Cheating in school: Why it’s on the rise

A series of major cheating scandals has involved some of the nation’s top schools and colleges

Have we raised “a generation of cheaters?” asked Robert Kolker in New York magazine. That’s the question people are asking after a series of major cheating scandals involving some of the nation’s top schools and colleges. New York City’s prestigious Stuyvesant High School this month suspended 12 students, and threatened to suspend 50 more, for allegedly sharing test answers via text and email. Weeks earlier, Harvard University accused 125 undergrads of sharing and plagiarizing answers for a final take-home exam. Recent research shows that 85 percent of high school students cheat. This might be because students today face enormous pressure as early as fourth grade to succeed on high-stakes tests that they’re told will determine their entire futures. Now that schools prize test performance over learning, “cheating becomes rational,” said Steve Gimbel in InsideHigherEd.com. Indeed, cheaters are admired, for having “beat the system.”

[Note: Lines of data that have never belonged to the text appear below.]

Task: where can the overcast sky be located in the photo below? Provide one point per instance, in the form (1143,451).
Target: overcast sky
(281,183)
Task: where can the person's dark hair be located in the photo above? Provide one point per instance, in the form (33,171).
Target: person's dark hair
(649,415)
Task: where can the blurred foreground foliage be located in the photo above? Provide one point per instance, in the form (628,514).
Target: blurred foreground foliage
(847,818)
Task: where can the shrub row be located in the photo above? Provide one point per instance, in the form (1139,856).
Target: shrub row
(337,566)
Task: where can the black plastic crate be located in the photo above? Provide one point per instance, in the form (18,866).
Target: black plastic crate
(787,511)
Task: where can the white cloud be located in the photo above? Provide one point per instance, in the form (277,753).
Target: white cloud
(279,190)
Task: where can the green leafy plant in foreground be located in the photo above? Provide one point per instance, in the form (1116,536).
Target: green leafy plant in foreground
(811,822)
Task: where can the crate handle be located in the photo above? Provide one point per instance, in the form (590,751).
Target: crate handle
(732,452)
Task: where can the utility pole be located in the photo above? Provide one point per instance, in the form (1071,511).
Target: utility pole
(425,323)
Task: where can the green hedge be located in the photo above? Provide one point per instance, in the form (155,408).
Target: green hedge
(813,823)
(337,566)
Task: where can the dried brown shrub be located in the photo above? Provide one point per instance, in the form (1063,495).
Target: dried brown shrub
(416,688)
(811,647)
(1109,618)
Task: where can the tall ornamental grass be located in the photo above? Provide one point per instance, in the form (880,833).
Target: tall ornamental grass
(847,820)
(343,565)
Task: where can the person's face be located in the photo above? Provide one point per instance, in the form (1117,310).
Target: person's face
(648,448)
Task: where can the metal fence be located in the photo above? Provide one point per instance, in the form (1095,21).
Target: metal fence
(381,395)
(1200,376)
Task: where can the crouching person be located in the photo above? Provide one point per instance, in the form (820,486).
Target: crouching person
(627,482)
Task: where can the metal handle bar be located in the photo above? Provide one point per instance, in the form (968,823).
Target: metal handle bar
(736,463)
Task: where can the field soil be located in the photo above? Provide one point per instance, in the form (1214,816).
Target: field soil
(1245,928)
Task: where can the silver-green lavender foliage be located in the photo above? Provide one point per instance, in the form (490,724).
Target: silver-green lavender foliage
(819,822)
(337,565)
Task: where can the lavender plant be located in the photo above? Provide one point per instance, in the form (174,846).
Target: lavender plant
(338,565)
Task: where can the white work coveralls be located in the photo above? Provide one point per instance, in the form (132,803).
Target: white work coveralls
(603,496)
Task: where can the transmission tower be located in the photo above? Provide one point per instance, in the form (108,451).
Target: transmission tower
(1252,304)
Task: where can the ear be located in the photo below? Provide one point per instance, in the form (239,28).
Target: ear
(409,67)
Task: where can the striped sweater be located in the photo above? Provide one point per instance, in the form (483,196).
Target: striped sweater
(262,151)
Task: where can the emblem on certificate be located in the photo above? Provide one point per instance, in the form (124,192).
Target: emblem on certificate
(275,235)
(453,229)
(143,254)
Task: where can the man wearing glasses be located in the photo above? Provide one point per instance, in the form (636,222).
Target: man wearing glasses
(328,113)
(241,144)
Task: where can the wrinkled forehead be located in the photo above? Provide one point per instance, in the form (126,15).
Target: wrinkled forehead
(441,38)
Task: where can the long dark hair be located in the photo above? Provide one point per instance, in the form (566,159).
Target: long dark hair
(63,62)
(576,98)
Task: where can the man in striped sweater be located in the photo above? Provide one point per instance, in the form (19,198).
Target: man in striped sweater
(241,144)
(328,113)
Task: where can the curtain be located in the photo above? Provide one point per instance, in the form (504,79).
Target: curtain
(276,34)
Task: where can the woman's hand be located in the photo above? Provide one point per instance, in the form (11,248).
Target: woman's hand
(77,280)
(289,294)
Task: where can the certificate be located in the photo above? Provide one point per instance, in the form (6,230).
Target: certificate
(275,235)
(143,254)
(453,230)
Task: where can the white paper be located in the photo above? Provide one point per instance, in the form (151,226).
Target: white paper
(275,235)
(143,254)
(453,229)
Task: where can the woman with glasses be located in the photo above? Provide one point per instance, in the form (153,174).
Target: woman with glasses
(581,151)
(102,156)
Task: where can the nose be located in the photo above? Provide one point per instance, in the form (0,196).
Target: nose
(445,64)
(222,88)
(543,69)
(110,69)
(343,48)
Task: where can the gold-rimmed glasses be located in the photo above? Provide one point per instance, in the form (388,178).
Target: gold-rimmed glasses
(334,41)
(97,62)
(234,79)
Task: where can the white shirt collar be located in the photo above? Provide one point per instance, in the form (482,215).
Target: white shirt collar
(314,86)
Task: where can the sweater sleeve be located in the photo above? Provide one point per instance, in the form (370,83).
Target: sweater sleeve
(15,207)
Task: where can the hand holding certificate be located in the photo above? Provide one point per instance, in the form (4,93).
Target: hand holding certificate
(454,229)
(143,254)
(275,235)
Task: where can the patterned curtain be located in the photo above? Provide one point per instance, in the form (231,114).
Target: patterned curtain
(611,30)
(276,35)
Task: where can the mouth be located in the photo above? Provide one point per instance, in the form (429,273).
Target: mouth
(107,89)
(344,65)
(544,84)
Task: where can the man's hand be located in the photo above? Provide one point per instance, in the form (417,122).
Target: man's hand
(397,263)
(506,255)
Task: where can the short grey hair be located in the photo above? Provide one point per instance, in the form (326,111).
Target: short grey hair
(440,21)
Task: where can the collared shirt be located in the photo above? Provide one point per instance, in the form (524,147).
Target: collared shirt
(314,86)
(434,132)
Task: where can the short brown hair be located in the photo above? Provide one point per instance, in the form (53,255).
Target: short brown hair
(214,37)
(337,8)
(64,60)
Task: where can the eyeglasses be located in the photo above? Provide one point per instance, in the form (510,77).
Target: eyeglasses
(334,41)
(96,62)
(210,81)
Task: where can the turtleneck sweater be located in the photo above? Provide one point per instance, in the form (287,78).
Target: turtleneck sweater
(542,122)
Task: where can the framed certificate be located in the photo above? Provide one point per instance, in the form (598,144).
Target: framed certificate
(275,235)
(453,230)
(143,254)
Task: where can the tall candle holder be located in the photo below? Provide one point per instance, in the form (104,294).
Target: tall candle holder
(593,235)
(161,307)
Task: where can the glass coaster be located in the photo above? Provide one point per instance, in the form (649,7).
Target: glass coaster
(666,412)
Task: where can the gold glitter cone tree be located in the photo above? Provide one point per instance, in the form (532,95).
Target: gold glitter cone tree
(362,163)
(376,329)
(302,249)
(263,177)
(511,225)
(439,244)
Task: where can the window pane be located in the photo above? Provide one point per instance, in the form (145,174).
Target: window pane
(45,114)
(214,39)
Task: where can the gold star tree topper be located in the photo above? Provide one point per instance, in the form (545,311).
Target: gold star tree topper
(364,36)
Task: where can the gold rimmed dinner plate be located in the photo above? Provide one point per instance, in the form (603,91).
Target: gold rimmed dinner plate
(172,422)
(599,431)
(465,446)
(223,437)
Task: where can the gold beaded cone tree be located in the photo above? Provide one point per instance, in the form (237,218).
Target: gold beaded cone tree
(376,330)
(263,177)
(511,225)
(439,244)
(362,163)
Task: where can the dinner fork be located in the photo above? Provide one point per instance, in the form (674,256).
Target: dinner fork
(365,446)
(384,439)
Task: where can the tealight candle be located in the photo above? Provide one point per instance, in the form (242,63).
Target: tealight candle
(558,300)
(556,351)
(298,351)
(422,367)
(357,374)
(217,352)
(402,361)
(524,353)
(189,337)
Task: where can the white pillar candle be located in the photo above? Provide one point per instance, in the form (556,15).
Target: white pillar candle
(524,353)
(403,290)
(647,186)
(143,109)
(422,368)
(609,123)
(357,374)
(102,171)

For the Millennial Generation, in fact, “cheating” is a foreign concept, said Lauren Stiller Rikleen in The Boston Globe. Having grown up online, immersed in Wikipedia and Facebook, they think it’s perfectly normal to share information and even intimate personal secrets. To them, passing around test answers isn’t really cheating, just as downloading music from file-sharing sites isn’t really stealing. Lazy teaching only makes matters worse, said Zara Kessler in Bloomberg.com. The exam paper at the center of the Harvard scandal was open-book and open-Internet—meaning students could research their answers almost any way they wanted. Is it any wonder students decided that collaborating on their answers was no big thing? To find out what students really have learned, schools must demand that they “shut the laptops altogether.”